Group algebra is a free module of finite rank over any group sub-algebra

Question

Let $G$ be a finite group and let $H$ be a subgroup. Let $\mathbb CG$ and $\mathbb CH$ be the corresponding group algebras. Clearly, the injective group homomorphism $H\to G$ defines a $\mathbb CH$-module structure on $\mathbb CG$. The question is if $\mathbb CG$ is a free left and right module of finite rank over $\mathbb CH$. The claim is true in the case $H:=\{1_G\}$ but is it true for any subgroup of $G$? Is any set $\{g_1, ..., g_k\}$ of representatives of the left cosets $G/H$ a basis of $\mathbb CG$ over $\mathbb CH$?

Answer 1

Given a set of right coset representatives $\{g_1, \dots, g_k \}$, you need to check that the map $$(\mathbb{C}H)^k \to \mathbb{C}G$$ $$(h_1, \dots, h_k) \to \sum_{i=1}^k h_i g_i$$

is an isomorphism of left $\mathbb{C}H$-modules.
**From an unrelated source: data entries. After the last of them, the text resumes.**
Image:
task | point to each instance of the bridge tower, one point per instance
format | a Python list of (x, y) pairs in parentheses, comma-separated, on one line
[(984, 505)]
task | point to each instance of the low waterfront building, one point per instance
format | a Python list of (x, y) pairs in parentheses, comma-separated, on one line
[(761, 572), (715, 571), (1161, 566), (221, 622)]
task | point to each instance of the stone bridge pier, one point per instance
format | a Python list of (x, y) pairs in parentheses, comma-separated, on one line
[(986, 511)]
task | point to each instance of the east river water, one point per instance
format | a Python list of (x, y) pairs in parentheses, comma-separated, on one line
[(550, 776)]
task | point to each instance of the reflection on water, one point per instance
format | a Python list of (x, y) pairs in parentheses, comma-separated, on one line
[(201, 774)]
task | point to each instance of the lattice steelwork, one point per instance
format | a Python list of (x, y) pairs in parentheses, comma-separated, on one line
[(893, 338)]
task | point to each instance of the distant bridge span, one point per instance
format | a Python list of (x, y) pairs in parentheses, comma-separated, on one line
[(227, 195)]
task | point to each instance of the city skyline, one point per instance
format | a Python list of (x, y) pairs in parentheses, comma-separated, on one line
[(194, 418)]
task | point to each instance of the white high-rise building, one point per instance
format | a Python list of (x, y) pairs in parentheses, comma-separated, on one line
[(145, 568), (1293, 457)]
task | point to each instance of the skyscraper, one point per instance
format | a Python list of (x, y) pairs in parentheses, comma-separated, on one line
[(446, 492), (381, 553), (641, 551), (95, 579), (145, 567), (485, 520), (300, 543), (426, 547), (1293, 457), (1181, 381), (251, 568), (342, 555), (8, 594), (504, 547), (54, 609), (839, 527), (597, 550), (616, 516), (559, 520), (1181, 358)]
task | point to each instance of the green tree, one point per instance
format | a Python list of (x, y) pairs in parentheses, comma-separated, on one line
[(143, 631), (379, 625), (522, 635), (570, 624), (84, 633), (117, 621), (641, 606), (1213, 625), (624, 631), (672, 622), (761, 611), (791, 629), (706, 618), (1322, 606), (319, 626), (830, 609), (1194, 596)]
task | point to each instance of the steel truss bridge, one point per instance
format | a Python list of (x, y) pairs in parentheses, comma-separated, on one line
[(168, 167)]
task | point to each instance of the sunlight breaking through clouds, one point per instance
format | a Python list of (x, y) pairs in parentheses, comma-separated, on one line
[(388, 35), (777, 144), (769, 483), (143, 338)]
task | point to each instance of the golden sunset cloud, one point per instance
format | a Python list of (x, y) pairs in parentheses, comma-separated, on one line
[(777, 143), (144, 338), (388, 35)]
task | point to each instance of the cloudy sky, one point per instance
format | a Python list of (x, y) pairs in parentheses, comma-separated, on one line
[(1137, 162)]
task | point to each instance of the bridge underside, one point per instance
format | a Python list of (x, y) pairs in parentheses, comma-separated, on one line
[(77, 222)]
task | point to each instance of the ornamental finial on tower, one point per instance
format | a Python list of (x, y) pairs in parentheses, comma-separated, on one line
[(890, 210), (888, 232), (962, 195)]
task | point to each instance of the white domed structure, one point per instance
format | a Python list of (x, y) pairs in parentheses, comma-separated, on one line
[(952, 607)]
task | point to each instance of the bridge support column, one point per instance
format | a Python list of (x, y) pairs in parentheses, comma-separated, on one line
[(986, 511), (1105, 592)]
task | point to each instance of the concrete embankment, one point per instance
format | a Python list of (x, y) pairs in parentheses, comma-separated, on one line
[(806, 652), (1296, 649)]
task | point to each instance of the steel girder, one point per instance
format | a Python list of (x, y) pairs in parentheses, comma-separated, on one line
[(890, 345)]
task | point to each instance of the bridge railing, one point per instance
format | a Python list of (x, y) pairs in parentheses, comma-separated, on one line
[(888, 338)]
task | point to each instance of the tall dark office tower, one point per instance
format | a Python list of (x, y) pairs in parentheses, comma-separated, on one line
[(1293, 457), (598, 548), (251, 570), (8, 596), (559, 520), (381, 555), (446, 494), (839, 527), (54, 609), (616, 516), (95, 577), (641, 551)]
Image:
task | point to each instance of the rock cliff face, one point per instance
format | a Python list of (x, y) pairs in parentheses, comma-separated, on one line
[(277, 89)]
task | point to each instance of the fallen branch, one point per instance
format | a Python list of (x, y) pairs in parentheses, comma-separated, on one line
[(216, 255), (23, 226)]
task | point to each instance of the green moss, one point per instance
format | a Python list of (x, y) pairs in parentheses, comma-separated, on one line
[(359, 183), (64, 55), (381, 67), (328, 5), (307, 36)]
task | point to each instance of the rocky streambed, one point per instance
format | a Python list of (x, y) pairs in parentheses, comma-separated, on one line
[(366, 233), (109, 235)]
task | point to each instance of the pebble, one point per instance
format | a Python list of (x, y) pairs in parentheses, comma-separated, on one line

After showing that this is indeed a homomorphism, injectivity is easy, using that each $g_i$ lies in a different coset. For surjectivity, you need to find a preimage of an arbitrary $g \in G$ and the rest follows. For that, take the $g_j$ that represents its right coset and the appropriate $h$ such that $g=hg_j$.